My father helped us ship some of our boxes today. We have also already taken a load of boxes to my mother's place for safe-keeping, since we can't afford to ship much. Upon returning to my house and saying goodbye just for now to my father, I promptly burst into tears. I broke my strict no crying! rule for moving. I curled up onto the bed with my partner and I allowed my dog on the bed just-this-once, and I sobbed. And when I was finished sobbing, I dried my eyes, and then I sobbed some more.

Peterborough, I really am going to miss you. All of you.

I will miss the people, first and foremost. I have made the greatest friends here. Seriously, the greatest. The sure, I just met you last week, but I'll go in late to work because you're having a panic attack and you can't get out of your house and I'm worried about you kinda friends.
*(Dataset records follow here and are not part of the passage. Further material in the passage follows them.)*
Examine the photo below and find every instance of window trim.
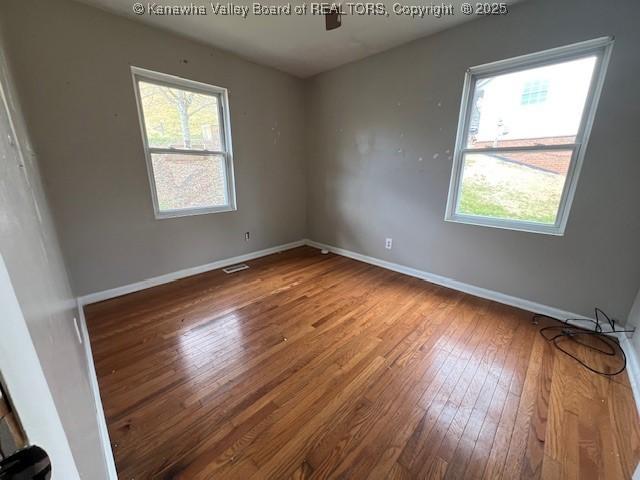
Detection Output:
[131,66,238,220]
[444,37,614,236]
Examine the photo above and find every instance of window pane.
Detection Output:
[139,81,222,151]
[456,150,572,225]
[467,56,596,148]
[151,153,229,212]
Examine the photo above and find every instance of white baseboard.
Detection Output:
[618,333,640,416]
[78,299,118,480]
[78,240,305,305]
[306,240,586,319]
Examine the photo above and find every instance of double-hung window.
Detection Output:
[445,37,613,235]
[131,67,236,218]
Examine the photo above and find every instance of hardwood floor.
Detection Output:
[86,247,640,480]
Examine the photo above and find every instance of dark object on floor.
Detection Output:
[324,5,342,31]
[533,307,633,376]
[0,445,51,480]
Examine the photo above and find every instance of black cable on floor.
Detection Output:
[533,307,633,376]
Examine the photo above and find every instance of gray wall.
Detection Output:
[307,0,640,319]
[0,0,306,295]
[0,20,107,480]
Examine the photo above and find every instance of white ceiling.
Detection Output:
[75,0,513,77]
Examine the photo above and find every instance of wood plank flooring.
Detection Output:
[86,247,640,480]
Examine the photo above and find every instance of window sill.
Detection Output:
[444,214,564,237]
[155,205,238,220]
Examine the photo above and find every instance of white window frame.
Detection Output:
[445,37,614,235]
[131,66,237,219]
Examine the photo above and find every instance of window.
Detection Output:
[520,80,549,105]
[445,38,613,235]
[131,67,236,218]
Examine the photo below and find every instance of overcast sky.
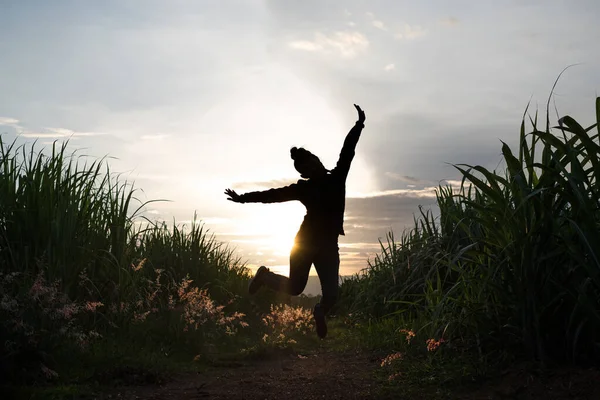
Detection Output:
[0,0,600,294]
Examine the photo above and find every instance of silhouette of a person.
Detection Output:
[225,104,365,338]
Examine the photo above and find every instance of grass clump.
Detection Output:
[341,94,600,363]
[0,141,252,382]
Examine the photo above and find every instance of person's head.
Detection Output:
[290,147,327,179]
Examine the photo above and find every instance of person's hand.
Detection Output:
[354,104,365,124]
[225,189,242,203]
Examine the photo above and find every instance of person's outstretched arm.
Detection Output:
[331,104,365,178]
[225,183,299,203]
I know the underemployed and underhoused by name. I also know the names of all of the dogs that visit the three closest dog parks. I still don't know why people come to Peterborough, aside from attending school here, but I do know why they stay - it feels like home. My partner has been affectionately nicknamed the mayor, since he seems to know everyone. He can't walk down one block without running into at least a half dozen people that he knows.
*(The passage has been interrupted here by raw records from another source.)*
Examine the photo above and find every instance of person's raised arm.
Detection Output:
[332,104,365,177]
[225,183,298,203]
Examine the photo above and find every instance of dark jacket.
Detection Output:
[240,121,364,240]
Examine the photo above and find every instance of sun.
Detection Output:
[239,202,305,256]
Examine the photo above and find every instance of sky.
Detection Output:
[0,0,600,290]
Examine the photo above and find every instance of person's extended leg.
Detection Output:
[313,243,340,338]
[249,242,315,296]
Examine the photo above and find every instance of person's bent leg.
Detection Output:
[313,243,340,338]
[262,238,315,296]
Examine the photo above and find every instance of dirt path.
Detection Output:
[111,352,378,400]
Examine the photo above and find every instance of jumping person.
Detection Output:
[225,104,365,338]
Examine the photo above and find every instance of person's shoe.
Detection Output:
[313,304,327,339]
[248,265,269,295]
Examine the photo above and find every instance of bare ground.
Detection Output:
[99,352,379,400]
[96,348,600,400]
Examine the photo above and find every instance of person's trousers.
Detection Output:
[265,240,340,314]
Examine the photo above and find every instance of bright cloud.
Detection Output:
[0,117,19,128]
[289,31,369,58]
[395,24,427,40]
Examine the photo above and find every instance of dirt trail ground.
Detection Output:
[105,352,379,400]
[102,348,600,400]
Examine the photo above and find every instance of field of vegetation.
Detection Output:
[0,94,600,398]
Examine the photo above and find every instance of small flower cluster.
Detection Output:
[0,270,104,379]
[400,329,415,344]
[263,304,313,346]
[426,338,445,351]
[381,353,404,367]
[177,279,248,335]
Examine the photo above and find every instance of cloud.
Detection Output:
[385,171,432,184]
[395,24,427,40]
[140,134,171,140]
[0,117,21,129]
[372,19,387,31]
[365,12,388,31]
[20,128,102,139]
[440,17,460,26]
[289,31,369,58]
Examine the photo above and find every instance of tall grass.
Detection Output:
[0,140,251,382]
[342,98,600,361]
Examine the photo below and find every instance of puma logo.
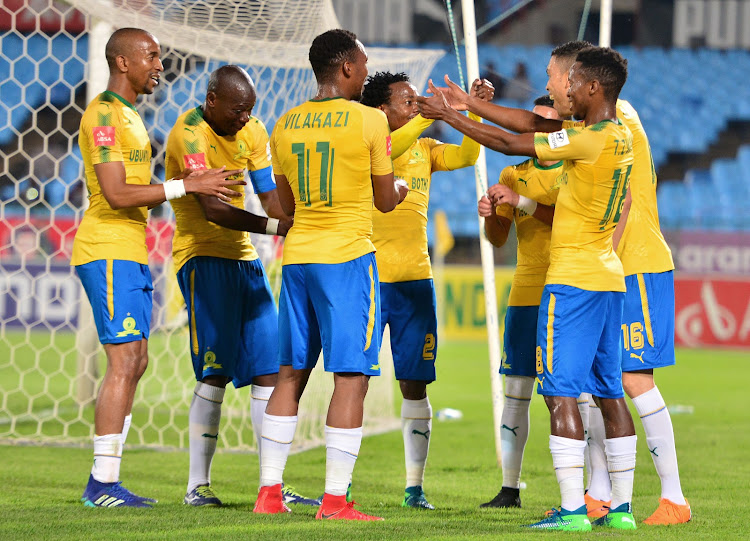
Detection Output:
[502,425,518,437]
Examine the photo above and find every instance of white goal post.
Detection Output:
[0,0,443,451]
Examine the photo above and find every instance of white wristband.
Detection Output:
[266,218,279,235]
[516,195,536,216]
[163,178,185,201]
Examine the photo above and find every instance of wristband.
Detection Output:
[163,178,185,201]
[516,195,536,216]
[266,218,279,235]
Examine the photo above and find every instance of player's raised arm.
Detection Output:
[417,83,536,157]
[94,162,245,210]
[430,75,562,133]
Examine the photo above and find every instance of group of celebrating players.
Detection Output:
[71,23,691,530]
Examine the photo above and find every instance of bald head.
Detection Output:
[203,65,256,136]
[206,64,255,98]
[104,28,159,72]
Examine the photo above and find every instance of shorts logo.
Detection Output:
[116,316,141,338]
[536,346,544,374]
[203,351,222,370]
[93,126,115,147]
[547,130,570,150]
[183,152,208,171]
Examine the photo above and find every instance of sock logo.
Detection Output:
[502,425,518,437]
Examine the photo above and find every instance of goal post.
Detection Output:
[0,0,443,451]
[461,0,504,465]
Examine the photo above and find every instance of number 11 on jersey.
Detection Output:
[292,141,336,207]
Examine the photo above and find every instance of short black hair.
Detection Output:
[550,40,594,60]
[534,94,555,107]
[206,64,255,94]
[360,71,409,107]
[104,27,159,72]
[576,47,628,101]
[308,28,358,83]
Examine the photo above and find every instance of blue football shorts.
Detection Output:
[76,259,154,344]
[279,253,381,376]
[536,284,625,398]
[621,271,675,372]
[380,279,437,382]
[177,256,279,388]
[500,306,539,378]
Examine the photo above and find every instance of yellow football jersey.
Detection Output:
[534,120,633,291]
[166,107,271,270]
[372,137,479,282]
[70,90,151,265]
[271,98,393,265]
[617,100,674,276]
[495,159,564,306]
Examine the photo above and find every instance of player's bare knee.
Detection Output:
[622,370,656,398]
[398,379,427,400]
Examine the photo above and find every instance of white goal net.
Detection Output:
[0,0,443,451]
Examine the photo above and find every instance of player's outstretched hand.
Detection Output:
[470,79,495,101]
[276,218,294,237]
[487,184,518,207]
[178,167,247,202]
[427,75,472,111]
[394,179,409,203]
[477,195,493,218]
[417,79,450,120]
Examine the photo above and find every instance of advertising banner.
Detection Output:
[675,274,750,349]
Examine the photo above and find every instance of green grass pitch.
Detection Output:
[0,342,750,540]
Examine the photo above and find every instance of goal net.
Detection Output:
[0,0,443,451]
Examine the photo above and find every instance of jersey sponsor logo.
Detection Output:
[547,130,570,150]
[183,152,208,171]
[93,126,115,147]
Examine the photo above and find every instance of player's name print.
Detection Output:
[284,111,349,130]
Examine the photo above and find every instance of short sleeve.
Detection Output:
[81,102,124,165]
[534,125,608,163]
[368,108,393,175]
[247,117,271,171]
[495,165,516,222]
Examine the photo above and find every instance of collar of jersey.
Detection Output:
[104,90,136,111]
[310,96,344,103]
[534,158,562,171]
I know where to get the best deal on raw dog food and where to get awesome clothes for cheap. The servers at all of the downtown restaurants and at my favourite cafe know what I'm going to order before I do. I know which bookstores to go to for particular kinds of books. I know which grocery stores to go to for my favourite foods and for the cheapest prices. I know the operating hours of the fifteen closest convenience stores. I know 3km of walking trails, 8 parks, and more heritage buildings that I can count. I know the last four business attempts in a storefront before the local deli was successful.


In short, I know this town. And I love it. And I don't ever want to leave it.

I found the oldest part of Vancouver and a 100-year-old mansion to live in, in order to replicate my experience working and living in this old city of mine. I want to wake up, see an old radiator, and remember the awful year that the radiator in my third-floor attic room didn't work. I want to wash the original hardwood floors with cold water and gentle dish soap and remember lugging the mop and bucket up two flights of stairs at work and not feeling satisfied until the entire hardwood floor glistened, dust-free. I want to have tiny pieces of Peterborough with me, until I can come back.

 And I really hope that everyone I love will still be here.